As for the assignments, I definitely had some frustration producing some of them! The videos were especially hard for me. I remember downloading tons of different converters, and I finally got it right after several hours of struggling with it. Meanwhile, I kept getting a pop up saying that I'm running out of disk space on my computer.  My computer was running so slowly, and It was nearly impossible to edit the video.  Immediately after I finished the first video project, I deleted everything I had downloaded in hopes of freeing up some space and having my computer run at a normal speed again.  I'm sure you could imagine my frustration when I heard we had yet another video project.

Despite my frustration with the video, I really liked adding the commentary.  I thought that project was a lot of fun.  The Mash Up was pretty challenging for me. I had so many ideas that I wanted to do, but didn't quite have to right technology to make it all happen.  If I had unlimited amounts of time to complete that project, I would have been very meticulous and worked for perfection. After struggling with the converters, I was slightly fed up and started to become unmotivated. I really liked making the google map project, even if it was boring for other people to watch. I liked Wes' idea of exploring somewhere new, instead of discussing somewhere familiar. The audio stories were pretty cool, along with the image stories.  I think the best part about the image stories is that they are short and sweet.  Anything that is longer than 5 minutes looked a little daunting to watch, and I know half of my stuff was longer than that. Maybe if they were shorter more people would have read and commented.

As for reading other peoples blogs, I really enjoyed many of my classmate's projects. I REALLY wish I knew who everyone was in person though! There were times where I would get caught up in checking out everyone's new posts, that I would stay up really late reading and commenting. I loved doing it!  I think if I had taken this as a summer course when I had a lot more free time, I would have been able to read and comment more often. This course along with several upper level bio and chem classes is maybe a little bit of a time crunch.  Also, after spending hours fighting video converters, the last thing I want to do is read someone's blog or even think about ds106...

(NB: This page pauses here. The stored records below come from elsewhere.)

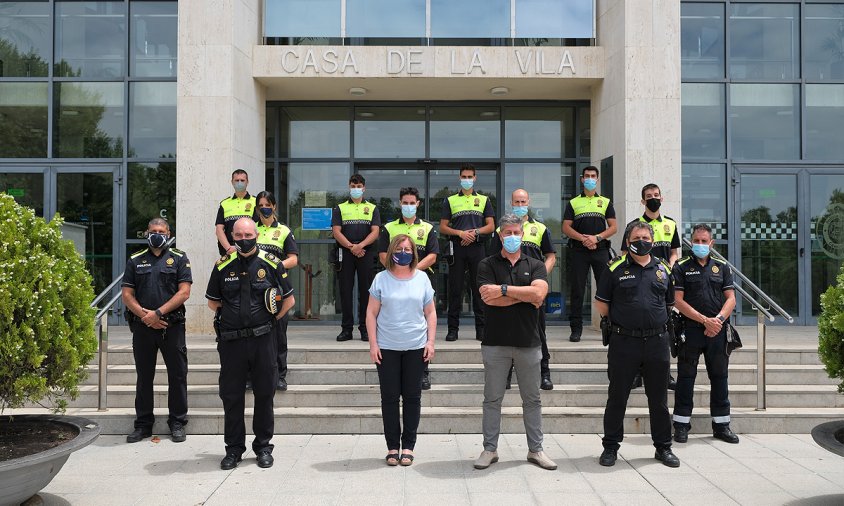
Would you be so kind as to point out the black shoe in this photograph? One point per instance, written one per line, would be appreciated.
(265, 459)
(667, 457)
(138, 434)
(230, 461)
(608, 457)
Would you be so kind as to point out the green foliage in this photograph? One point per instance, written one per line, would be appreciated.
(46, 325)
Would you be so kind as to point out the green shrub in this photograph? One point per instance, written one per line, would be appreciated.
(46, 325)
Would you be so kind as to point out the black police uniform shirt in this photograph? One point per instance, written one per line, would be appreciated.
(156, 279)
(637, 295)
(516, 325)
(262, 271)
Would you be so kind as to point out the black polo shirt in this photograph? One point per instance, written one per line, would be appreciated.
(516, 325)
(156, 279)
(637, 295)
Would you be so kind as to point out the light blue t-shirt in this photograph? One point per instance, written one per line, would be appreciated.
(401, 323)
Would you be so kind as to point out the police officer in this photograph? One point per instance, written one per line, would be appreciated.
(237, 292)
(466, 217)
(156, 285)
(588, 221)
(356, 225)
(424, 238)
(239, 205)
(536, 243)
(706, 298)
(635, 293)
(275, 238)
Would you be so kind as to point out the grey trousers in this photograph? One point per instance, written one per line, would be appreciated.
(497, 360)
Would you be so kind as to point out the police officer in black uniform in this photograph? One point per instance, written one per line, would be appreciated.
(156, 285)
(635, 293)
(706, 298)
(245, 318)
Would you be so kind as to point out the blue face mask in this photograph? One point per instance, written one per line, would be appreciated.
(512, 243)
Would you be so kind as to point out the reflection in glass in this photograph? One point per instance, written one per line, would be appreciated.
(764, 41)
(702, 40)
(765, 121)
(152, 120)
(154, 39)
(390, 132)
(23, 120)
(703, 120)
(24, 39)
(89, 120)
(90, 39)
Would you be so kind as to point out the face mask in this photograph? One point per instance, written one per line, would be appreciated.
(156, 240)
(512, 243)
(641, 248)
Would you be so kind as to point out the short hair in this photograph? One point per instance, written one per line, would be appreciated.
(391, 264)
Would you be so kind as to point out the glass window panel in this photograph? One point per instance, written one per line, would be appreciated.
(702, 40)
(385, 18)
(25, 29)
(824, 42)
(23, 127)
(91, 39)
(703, 120)
(89, 120)
(465, 132)
(554, 18)
(468, 19)
(152, 120)
(314, 132)
(764, 41)
(151, 194)
(302, 18)
(765, 121)
(390, 132)
(154, 44)
(538, 132)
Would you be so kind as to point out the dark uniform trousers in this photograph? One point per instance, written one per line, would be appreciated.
(465, 256)
(717, 363)
(626, 355)
(364, 268)
(255, 357)
(146, 343)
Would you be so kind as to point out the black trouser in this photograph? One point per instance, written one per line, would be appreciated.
(255, 357)
(146, 343)
(715, 355)
(364, 267)
(626, 355)
(580, 261)
(400, 375)
(465, 257)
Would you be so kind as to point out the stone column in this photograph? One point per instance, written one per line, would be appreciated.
(220, 127)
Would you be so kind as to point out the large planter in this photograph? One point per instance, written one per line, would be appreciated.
(24, 477)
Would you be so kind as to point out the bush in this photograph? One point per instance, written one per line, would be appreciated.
(46, 325)
(831, 330)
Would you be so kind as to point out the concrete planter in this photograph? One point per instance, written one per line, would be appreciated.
(23, 477)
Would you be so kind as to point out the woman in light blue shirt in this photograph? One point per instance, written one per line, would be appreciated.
(401, 321)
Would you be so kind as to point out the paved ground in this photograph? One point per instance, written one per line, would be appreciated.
(761, 470)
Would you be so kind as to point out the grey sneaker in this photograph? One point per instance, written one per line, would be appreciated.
(486, 459)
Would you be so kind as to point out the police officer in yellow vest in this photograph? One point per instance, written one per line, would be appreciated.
(239, 205)
(588, 221)
(536, 243)
(424, 238)
(466, 217)
(355, 223)
(275, 238)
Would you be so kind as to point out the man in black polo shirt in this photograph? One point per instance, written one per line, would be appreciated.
(636, 292)
(512, 286)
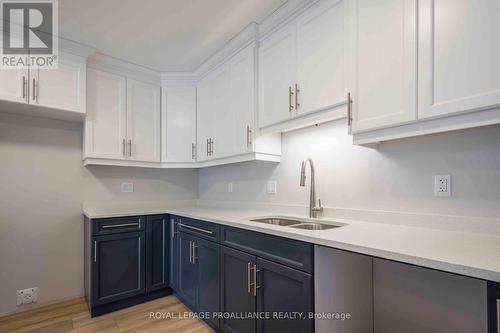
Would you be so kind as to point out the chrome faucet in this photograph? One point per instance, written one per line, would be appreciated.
(314, 210)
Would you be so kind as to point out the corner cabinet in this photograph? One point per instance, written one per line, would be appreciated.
(123, 120)
(58, 93)
(452, 48)
(302, 78)
(226, 114)
(126, 261)
(178, 125)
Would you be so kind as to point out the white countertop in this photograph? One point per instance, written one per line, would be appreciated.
(471, 254)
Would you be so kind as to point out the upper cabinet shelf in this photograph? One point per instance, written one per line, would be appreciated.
(302, 72)
(54, 93)
(458, 83)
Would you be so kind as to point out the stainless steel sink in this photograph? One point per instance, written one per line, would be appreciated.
(314, 226)
(293, 223)
(277, 221)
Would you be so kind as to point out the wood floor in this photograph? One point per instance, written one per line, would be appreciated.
(73, 316)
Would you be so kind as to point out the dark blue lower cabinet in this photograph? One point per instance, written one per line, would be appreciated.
(118, 267)
(237, 290)
(493, 307)
(286, 291)
(206, 256)
(157, 252)
(188, 270)
(174, 250)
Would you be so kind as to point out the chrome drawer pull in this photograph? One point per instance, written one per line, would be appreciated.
(111, 226)
(196, 229)
(498, 315)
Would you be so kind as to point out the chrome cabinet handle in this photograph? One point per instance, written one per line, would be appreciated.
(297, 90)
(24, 87)
(249, 136)
(34, 90)
(194, 253)
(112, 226)
(174, 232)
(190, 252)
(249, 285)
(255, 286)
(349, 111)
(498, 315)
(196, 229)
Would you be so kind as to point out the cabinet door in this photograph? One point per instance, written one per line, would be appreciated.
(493, 307)
(284, 289)
(384, 91)
(206, 256)
(458, 56)
(143, 121)
(105, 124)
(179, 124)
(188, 270)
(223, 144)
(118, 267)
(205, 117)
(14, 85)
(157, 252)
(62, 88)
(237, 293)
(412, 299)
(242, 100)
(320, 57)
(174, 253)
(277, 74)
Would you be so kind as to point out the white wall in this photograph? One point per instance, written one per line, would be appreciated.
(43, 184)
(399, 176)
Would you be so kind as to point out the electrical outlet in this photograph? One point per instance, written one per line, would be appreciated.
(27, 296)
(271, 187)
(442, 185)
(127, 187)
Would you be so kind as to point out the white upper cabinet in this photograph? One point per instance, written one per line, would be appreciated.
(320, 57)
(223, 115)
(14, 85)
(459, 52)
(61, 88)
(123, 120)
(60, 91)
(302, 78)
(179, 124)
(105, 124)
(277, 76)
(242, 100)
(205, 118)
(385, 65)
(143, 121)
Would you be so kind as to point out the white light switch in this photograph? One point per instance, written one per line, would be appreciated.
(127, 187)
(272, 187)
(442, 185)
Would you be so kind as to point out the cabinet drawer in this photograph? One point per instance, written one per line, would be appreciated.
(199, 228)
(118, 225)
(288, 252)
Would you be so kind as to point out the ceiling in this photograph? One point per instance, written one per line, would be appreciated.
(164, 35)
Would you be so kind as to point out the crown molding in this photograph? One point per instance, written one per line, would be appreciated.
(120, 67)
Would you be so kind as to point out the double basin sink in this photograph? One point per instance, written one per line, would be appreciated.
(296, 223)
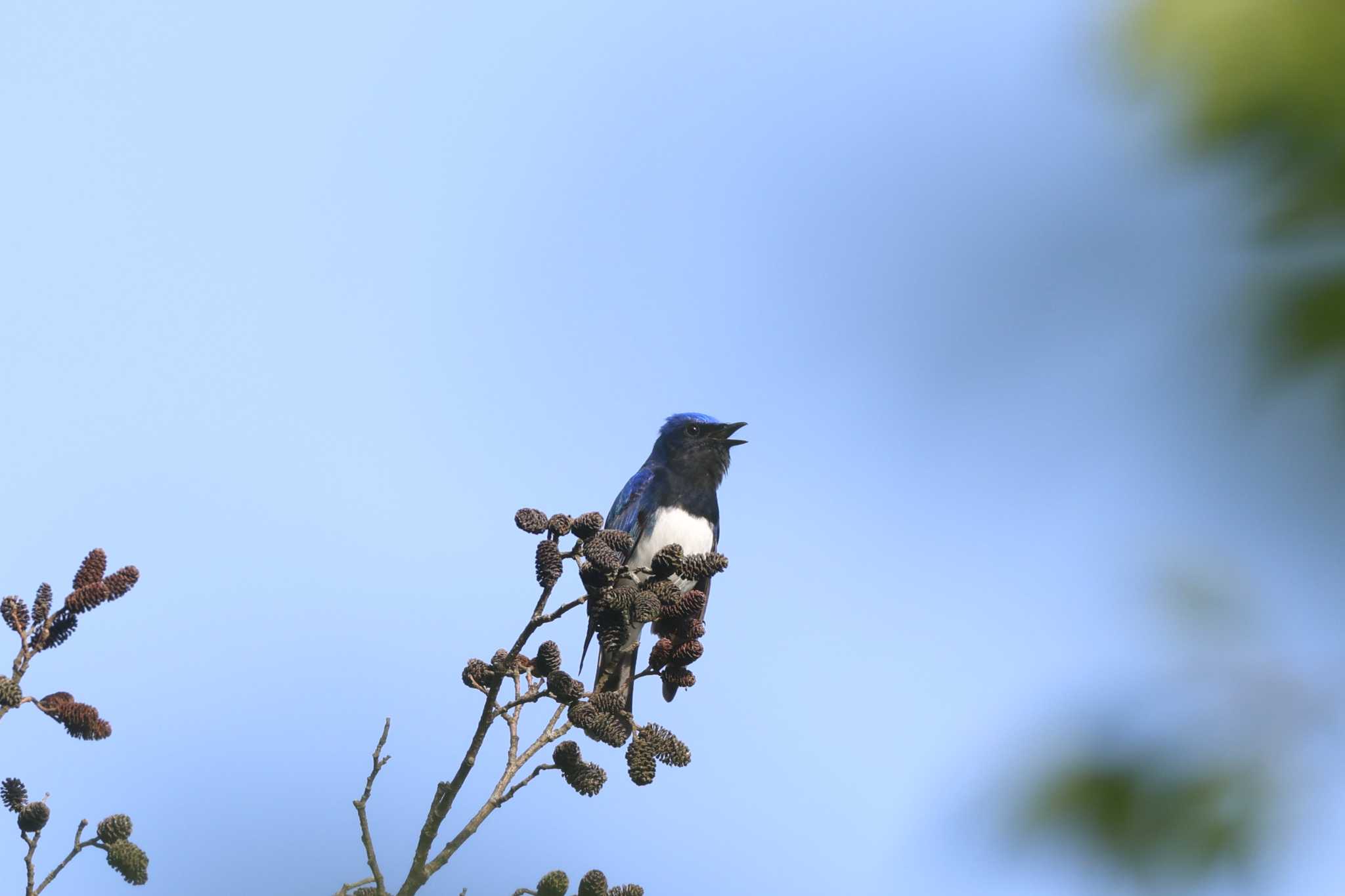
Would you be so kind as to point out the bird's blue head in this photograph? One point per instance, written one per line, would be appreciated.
(697, 446)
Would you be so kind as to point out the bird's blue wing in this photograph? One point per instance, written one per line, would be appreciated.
(628, 511)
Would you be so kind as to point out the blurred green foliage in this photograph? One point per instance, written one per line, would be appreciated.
(1265, 81)
(1153, 815)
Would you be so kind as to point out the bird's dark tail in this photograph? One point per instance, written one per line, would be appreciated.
(617, 671)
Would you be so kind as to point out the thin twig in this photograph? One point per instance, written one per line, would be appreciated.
(380, 761)
(513, 790)
(27, 860)
(447, 790)
(346, 888)
(74, 851)
(494, 801)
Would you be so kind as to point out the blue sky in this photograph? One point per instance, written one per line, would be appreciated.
(299, 304)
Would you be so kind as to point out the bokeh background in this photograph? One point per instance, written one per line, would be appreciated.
(1036, 312)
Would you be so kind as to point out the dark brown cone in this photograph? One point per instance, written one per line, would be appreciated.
(594, 578)
(15, 613)
(583, 715)
(548, 658)
(586, 778)
(567, 754)
(667, 562)
(564, 688)
(663, 590)
(553, 884)
(678, 677)
(701, 566)
(646, 609)
(42, 605)
(478, 672)
(621, 598)
(608, 730)
(686, 653)
(689, 605)
(92, 570)
(609, 702)
(88, 597)
(618, 540)
(666, 746)
(34, 817)
(585, 526)
(611, 631)
(594, 884)
(659, 653)
(14, 794)
(602, 557)
(639, 761)
(81, 720)
(530, 521)
(549, 566)
(121, 581)
(62, 626)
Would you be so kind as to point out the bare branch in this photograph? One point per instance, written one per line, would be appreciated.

Overall, I really enjoyed this class and producing my blog. I'm glad that I was exposed to flickr, twitter, audacity, and windows moviemaker. What other class would require you to make a twitter account?? I already have and will continue to recommend this class to my friends.  I think one aspect of this class which made it so successful was Professor Groom's enthusiasm. I think it was because of his excitement that we were able to produce some pretty sweet projects. So, thank you for pushing us and setting the bar high.  As for the fate of my blog, I'm going to continue to update it over the next month while at my physical therapy internship in Reston.  This is so my faculty advisor can keep up with what I am doing to give me credit for the volunteer work.

Peace out ds106, it's been quite a ride!